I turned on the heat and smeared some olive oil on the pan, added a patty of chicken sausage, cooked a scrambled egg, added cheese and gave it all to Sawyer. Ten seconds passed.
‘I done.’ He tilted the plate toward me so I could see how barren it now was. ‘I have cereal?’
I poured some Apple Cinnamon Cheerios into a bowl, added milk, served it. Five seconds passed. ‘I have more?’
‘Let’s wait and see how you feel after a little while, okay?’
‘I have more.’ It was no longer a question and he was now pointing at the bowl for emphasis. I used a parenting strategy that we’ve found to be highly effective at avoiding strife: The Caving Technique. I added a little more cereal, a little more milk.

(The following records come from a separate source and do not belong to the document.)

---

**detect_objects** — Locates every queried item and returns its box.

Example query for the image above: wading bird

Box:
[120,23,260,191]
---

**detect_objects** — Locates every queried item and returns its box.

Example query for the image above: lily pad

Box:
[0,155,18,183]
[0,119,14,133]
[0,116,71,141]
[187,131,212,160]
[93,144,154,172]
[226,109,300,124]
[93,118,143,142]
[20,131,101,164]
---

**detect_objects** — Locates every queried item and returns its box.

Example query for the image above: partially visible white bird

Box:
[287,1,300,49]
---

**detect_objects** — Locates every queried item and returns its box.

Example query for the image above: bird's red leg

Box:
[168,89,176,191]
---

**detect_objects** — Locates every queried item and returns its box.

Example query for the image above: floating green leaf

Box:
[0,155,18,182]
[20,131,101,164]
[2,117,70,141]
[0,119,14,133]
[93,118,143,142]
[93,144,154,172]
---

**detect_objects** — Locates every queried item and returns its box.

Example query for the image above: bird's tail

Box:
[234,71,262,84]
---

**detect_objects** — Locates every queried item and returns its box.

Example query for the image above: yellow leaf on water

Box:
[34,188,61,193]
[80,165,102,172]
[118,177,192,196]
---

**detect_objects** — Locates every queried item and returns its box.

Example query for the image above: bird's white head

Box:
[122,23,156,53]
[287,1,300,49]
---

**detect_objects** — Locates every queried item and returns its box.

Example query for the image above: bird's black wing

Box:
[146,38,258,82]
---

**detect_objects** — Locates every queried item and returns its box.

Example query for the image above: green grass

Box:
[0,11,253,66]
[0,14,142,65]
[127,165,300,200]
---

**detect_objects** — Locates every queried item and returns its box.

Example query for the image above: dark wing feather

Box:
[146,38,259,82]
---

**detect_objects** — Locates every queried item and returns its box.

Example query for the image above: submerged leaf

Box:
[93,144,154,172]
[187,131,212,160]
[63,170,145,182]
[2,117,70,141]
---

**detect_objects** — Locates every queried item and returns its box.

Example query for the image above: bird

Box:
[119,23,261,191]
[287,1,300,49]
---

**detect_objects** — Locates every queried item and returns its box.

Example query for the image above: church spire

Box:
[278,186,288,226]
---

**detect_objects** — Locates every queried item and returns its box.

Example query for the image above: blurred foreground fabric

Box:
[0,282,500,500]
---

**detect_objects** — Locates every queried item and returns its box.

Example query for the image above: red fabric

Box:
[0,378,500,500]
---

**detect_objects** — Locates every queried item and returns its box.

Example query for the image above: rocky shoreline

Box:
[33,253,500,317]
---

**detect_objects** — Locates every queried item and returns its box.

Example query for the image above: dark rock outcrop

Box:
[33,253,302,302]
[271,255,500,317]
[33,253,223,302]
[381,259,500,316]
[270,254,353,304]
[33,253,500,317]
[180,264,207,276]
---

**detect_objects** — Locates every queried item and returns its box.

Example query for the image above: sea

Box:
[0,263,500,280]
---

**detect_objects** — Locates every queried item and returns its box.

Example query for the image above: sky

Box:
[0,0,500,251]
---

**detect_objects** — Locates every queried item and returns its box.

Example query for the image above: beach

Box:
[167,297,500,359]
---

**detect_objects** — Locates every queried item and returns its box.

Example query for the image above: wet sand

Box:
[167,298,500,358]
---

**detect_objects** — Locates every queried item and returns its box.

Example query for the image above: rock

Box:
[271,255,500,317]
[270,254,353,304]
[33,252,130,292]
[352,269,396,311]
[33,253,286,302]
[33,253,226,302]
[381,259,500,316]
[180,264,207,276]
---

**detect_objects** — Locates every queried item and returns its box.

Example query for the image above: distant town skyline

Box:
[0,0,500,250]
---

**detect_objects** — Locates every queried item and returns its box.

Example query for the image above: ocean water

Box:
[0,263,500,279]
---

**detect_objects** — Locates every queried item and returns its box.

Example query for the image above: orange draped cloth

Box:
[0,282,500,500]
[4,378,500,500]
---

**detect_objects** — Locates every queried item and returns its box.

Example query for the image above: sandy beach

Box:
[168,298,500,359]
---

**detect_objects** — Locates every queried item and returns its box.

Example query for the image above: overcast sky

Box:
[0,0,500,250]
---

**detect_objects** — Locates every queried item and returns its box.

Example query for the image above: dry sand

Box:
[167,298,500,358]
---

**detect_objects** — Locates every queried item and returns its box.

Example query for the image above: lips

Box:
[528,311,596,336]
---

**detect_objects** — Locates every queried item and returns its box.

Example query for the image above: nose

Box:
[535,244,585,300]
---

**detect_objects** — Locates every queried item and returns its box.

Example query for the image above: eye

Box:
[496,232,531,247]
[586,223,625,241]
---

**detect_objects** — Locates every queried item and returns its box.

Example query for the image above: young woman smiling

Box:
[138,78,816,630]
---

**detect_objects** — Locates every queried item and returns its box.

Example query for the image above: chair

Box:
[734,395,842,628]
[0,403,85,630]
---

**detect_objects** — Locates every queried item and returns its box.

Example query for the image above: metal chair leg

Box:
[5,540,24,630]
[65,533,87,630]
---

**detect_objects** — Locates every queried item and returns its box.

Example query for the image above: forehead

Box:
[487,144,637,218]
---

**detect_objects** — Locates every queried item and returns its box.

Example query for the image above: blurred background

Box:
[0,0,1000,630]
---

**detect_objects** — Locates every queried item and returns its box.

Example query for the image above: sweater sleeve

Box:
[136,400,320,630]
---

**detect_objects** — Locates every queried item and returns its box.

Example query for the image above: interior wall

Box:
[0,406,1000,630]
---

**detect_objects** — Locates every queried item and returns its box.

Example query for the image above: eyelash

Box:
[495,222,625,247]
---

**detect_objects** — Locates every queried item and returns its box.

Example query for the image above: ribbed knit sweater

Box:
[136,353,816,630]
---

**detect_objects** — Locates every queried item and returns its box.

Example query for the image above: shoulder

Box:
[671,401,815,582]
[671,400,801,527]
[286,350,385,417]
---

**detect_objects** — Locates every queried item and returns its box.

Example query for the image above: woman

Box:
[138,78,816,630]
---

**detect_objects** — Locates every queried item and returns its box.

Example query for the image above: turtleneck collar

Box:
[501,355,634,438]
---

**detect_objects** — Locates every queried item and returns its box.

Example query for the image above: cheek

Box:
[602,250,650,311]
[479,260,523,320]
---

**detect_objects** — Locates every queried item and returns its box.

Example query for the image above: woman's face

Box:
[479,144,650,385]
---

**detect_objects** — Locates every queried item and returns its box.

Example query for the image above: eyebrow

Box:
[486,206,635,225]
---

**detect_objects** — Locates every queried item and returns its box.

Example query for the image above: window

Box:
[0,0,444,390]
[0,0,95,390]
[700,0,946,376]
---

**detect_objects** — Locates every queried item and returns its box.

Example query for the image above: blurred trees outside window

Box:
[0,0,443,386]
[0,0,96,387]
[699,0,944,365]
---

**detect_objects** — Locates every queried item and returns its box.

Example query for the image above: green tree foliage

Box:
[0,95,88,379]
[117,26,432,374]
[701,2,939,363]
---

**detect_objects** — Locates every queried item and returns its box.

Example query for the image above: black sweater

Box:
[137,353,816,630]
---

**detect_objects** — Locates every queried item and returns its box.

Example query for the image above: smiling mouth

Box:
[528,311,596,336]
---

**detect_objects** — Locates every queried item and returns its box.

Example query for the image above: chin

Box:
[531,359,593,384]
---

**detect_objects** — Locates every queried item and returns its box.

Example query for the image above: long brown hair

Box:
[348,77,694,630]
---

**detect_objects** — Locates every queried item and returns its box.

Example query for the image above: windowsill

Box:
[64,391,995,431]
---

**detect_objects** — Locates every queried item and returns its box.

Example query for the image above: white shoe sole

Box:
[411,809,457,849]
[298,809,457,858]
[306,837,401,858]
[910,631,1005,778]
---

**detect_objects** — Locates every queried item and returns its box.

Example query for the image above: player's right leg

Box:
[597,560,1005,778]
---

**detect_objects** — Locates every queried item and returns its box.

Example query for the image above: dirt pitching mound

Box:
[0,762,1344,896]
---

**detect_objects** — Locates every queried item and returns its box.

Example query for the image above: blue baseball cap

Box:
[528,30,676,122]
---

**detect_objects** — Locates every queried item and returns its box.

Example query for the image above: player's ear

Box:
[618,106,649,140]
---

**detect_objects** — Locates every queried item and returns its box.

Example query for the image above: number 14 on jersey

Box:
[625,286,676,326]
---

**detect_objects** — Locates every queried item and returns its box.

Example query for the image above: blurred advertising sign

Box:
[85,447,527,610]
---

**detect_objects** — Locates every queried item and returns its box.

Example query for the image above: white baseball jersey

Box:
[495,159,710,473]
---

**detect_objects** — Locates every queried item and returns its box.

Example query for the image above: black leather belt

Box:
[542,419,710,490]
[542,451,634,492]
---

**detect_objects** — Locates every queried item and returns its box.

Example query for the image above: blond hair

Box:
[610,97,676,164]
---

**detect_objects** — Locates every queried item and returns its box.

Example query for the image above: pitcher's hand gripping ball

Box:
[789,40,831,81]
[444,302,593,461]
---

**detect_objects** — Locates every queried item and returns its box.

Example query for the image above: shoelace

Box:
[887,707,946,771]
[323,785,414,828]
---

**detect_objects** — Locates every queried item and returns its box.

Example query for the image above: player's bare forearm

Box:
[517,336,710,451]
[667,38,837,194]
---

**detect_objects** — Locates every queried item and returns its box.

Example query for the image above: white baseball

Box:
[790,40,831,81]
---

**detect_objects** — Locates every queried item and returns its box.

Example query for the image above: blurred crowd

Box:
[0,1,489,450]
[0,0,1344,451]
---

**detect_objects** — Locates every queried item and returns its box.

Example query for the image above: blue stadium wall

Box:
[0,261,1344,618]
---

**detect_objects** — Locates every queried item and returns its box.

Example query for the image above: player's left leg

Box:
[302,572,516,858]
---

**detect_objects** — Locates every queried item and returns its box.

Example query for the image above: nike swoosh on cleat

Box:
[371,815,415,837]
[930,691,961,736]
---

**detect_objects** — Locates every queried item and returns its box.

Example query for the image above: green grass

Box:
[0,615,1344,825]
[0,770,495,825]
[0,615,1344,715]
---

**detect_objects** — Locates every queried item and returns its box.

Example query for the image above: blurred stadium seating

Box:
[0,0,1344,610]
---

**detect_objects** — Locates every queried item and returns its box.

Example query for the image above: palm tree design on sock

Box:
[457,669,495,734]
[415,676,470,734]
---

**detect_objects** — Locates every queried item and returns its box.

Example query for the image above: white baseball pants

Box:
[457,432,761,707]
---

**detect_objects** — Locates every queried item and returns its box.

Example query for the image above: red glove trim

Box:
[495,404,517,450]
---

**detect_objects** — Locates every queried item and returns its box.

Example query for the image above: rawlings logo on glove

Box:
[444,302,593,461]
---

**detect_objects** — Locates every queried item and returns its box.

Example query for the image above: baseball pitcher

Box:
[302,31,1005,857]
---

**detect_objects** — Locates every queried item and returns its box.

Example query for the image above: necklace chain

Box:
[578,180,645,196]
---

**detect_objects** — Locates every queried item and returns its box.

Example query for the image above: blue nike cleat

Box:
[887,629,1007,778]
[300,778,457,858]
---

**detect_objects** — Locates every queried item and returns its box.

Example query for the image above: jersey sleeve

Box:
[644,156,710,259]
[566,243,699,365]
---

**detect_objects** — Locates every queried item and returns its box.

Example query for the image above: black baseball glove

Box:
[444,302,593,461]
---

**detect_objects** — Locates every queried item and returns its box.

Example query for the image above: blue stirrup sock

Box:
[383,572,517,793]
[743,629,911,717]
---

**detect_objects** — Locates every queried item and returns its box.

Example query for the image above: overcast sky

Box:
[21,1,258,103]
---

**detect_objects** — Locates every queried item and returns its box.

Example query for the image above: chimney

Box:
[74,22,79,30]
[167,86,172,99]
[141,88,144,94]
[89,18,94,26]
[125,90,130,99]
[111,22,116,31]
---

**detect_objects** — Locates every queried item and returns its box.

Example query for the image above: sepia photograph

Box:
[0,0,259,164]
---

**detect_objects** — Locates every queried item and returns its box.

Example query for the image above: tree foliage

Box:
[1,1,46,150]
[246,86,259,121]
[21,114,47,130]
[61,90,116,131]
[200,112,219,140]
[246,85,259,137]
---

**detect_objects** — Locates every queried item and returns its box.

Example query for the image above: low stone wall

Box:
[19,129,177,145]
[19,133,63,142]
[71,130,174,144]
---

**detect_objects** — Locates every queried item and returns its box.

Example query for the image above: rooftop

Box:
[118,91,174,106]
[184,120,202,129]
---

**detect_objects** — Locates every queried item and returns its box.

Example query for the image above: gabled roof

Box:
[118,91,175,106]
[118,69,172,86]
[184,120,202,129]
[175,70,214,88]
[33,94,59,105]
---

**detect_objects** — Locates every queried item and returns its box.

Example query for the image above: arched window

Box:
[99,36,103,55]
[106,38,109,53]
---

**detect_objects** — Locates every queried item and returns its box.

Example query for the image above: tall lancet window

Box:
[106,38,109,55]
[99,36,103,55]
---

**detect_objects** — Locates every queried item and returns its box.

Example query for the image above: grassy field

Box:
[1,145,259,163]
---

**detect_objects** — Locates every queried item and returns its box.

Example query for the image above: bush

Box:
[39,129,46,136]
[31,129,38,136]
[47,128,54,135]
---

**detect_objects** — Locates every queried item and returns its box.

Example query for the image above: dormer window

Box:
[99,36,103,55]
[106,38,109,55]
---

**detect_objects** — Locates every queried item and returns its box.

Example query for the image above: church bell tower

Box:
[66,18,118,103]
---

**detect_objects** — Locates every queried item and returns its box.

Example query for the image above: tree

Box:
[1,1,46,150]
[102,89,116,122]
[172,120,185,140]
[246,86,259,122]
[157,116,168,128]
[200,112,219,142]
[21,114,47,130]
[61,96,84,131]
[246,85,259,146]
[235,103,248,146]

Quinn, meanwhile, was already finished his second bowl. That was after he’d had a pre-breakfast of apple sauce and Goldfish crackers.
How the hell do they eat this much?
I’m not really worried that they overeat, because I know they get a decent amount of exercise and that their metabolisms are turbo-charged. But since adult obesity — a risk factor for basically every major disease — starts as a kid, it’s got to be something on the radar screen. This is a helpful little post, from a reputable source, Children’s National in D.C., on discerning between hunger of the mouth, stomach and heart.
But I’m sure that on some days — maybe even most — between the gummy snacks, cookies, ice cream and chocolate, we push past this ‘added sugars’ threshold.
Before our first baby, I had these grand visions of every ingredient being certified organic, fruit always for dessert rather than ice cream, and never eating French fries — preferably not even knowing what a French fry was. Haha — cute, right?
My plan ignored: Commercials, diabolical grocery-story displays, the ability to see what other kids eat, and — most obvious — our own cravings and laziness as adults.
As with a lot of my parenting, I comfort myself with the assurance that since I’m at least aware of a potential parenting pitfall, I must be doing at least a decent job of avoid that pitfall. Cop-out? Yeah, sorta. But the result is, usually, olive oil instead of butter, one piece of chocolate instead of two. Some days, oatmeal for breakfast rather than Fruit Loops. And, often, organic chicken nuggets for dinner instead of a hot dog.
And that’s how Tom’s Diner slogs on, one decent-but-not-great eating choice at a time.